Terry Branstad

Branstad: Cruz would be ‘very damaging’ to Iowa


ALTOONA — Gov. Terry Branstad wants Ted Cruz defeated.

With an unconventional intervention just two weeks before the Iowa caucuses, Branstad battered presidential hopeful Sen. Ted Cruz, R-Texas, calling him the “big oil” candidate and saying it would be a “big mistake” for Iowans to support him.

The comments came at a news conference after Branstad spoke at the Iowa Renewable Fuels Summit in Altoona on Tuesday.

“Ted Cruz is ahead right now,” Branstad told reporters. “What we’re trying to do is educate the people in the state of Iowa. (Cruz) is the biggest opponent of renewable fuels. He actually introduced a bill in 2013 to immediately eliminate the Renewable Fuel Standard. He’s heavily financed by big oil. So we think once Iowans realize that fact, they might find other things attractive but he could be very damaging to our state.”

Branstad has generally stayed clear of endorsing or criticizing Republican presidential candidates during his six terms prior to the caucuses.

The lone exception was his endorsement of Republican White House contender Bob Dole, then a U.S. senator from Kansas, during the 1996 GOP nominating cycle. In his role as a former governor in 2000, Branstad supported George W. Bush prior to the Iowa caucuses.

Cruz, who is either leading or a close second in most Iowa polls, did not immediately respond to Branstad, but the campaign emailed supporters asking for donations.

“The longest serving Republican career politician in the nation and his politically connected family is coordinating with establishment politicians and super PACs to lead an 11th hour attack against us and sink our campaign,” the email partially read.

Cruz’s lack of support for the Renewable Fuel Standard has put him in the crosshairs of biofuel supporters.

The Renewable Fuel Standard is a federal program that requires transportation fuel sold in the U.S. to contain a minimum volume of renewable fuels. The RFS originated with the Energy Policy Act of 2005 and was expanded and extended by the Energy Independence and Security Act of 2007. Control of fuel standards is set to become the providence of the EPA in 2022 unless Congress extends the program.

Critics cite the Cruz-sponsored 2013 “Renewable Fuel Standards Repeal Act” and his ties with the oil industry as reason for concern.
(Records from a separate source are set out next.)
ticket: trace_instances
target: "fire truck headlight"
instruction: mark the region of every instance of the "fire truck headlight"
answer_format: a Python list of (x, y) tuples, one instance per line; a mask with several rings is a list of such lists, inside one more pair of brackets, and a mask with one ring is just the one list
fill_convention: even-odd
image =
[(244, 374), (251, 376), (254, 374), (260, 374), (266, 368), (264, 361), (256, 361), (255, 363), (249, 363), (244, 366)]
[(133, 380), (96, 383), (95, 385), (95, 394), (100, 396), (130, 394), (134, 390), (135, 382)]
Cruz did declare support for the RFS until it expires in 2022 at a recent campaign stop in Sioux Center.

According to Politico, Cruz did respond to reporters’ questions later Tuesday afternoon. He said this attack was all about the “establishment” and “cronyism” in Washington.

“I’m saying Iowa corn farmers are wonderful Americans, but Iowa corn farmers are not career politicians,” Cruz said, taking another shot at Branstad. “Iowa corn farmers are frustrated with career politicians. They’re fed up with politicians who make deals every day to grow government, to expand the debt.”

Other candidates, especially front-runner Donald Trump, jumped at the opportunity to pile on Cruz.

“Wow, the highly respected Governor of Iowa just stated that ‘Ted Cruz must be defeated.’ Big (shocker)! People do not like Ted,” Trump wrote on Twitter.

U.S. Rep. Steve King, a Kiron Republican and high-profile Cruz supporter, called Branstad’s move an “unendorsement,” saying that Branstad is supporting Donald Trump by default, according to the Associated Press.

The most recent Des Moines Register/Bloomberg poll shows Cruz with a 25 percent to 22 percent lead over Trump among those likely to attend the Republican caucuses Feb. 1.